New supplies will be needed, but owning shares of a company actually building a mine is not particularly fun. In general, the timelines and costs involved in permitting, raising money, and building a mine are not great for share price performance.
Selling an asset to another company that wants to turn it into a mine – that is where share prices perform. And the confluence of low uranium prices, a depressed mining sector, and an acknowledged need to build more uranium mines in the medium term means uranium discoveries showing real development potential are going to get acquired – and soon, before rising uranium and share prices make such deals more expensive.
And there are simply not very many entries on the list of uranium discoveries showing real development potential. As I’ve said before, the only kinds of discoveries that I think fit that bill are Athabasca Basin deposits that are high grade, not too deep, and ideally not under a lake, and U.S. deposits amenable to in-situ recovery with an established processing facility nearby.
Sitting atop that first list is Nexgen Energy’s (TSXV: NXE) Rook project. The Arrow zone at Rook is a high grade, near surface uranium discovery that is not under a lake. First resource estimate is expected before the end of the year. Analyst forecasts for this initial estimate range from 65 million lbs. to more than 120 million lbs. U3O8. To put that in context, Fission Uranium’s (TSX: FCU) PLS project is home to 105 million lbs. U3O8 at similar grades and Fission was just valued at $491 million in a merger deal with Denison. Nexgen’s market cap is currently just $205 million and in my eyes Arrow is a better discovery.

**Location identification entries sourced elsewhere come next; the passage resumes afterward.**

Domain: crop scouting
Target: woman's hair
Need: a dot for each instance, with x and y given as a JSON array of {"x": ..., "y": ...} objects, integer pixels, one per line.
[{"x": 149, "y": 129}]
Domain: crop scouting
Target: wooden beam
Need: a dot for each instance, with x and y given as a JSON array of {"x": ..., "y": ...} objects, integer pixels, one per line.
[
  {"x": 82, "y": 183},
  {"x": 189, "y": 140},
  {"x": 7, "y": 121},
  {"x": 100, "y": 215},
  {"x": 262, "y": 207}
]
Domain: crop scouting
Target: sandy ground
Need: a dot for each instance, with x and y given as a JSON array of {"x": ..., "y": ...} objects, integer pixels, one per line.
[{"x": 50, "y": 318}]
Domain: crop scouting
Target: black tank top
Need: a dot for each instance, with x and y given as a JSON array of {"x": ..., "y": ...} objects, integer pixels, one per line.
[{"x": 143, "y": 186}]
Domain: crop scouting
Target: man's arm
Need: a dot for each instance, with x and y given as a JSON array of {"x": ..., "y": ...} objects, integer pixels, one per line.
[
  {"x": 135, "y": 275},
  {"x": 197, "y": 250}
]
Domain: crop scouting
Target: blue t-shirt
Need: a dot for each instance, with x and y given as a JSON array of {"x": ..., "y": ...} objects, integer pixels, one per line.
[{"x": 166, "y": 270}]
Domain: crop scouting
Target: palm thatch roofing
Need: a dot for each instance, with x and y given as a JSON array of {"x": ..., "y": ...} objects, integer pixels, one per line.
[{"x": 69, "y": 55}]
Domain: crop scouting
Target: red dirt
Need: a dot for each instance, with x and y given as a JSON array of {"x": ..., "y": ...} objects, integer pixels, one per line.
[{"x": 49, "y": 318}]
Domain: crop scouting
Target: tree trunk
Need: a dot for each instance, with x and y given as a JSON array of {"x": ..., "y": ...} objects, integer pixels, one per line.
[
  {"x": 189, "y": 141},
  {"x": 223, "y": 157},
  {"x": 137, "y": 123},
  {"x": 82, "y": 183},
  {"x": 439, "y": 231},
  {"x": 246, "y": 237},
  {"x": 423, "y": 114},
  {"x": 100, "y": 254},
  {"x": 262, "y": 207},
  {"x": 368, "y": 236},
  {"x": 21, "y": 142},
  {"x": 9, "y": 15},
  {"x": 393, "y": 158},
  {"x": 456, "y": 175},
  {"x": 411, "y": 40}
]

NXE’s share price chart is the inverse of most junior explorers, a sign the market understands the value being outlined at Arrow. And with five drills turning on site, the company will continue to generate news through the rest of 2015 and beyond.
I don’t mean this as a Nexgen promo. What I mean to say is that Japan’s restarts are an important step in uranium’s post-Fukushima recovery, a recovery that will be fueled by strong supply-demand fundamentals in not too long, and that cream-of-the-crop discoveries provide exposure with the highest leverage.
There are other ways to play uranium. For direct exposure to the price without exploration, development, or mining risk, buy Uranium Participation (TSX: U). U owns uranium. That is the entire business model: to hold uranium within a public vehicle to give investors direct commodity price exposure.
Producers are another option. Cameco (TSX: CCO) pulled in $46 million in adjusted net earnings in the second quarter. That is not a huge amount, but the company is still cleanly in the black despite uranium’s price weakness. When prices rise, Cameco will reap rewards.
Which route to choose is a matter of risk tolerance. All will require some patience. But as metal fundamentals go, uranium is the best of the bunch. And the restart of just one reactor in Japan removes an overhang that has been suffocating those fundamentals for years.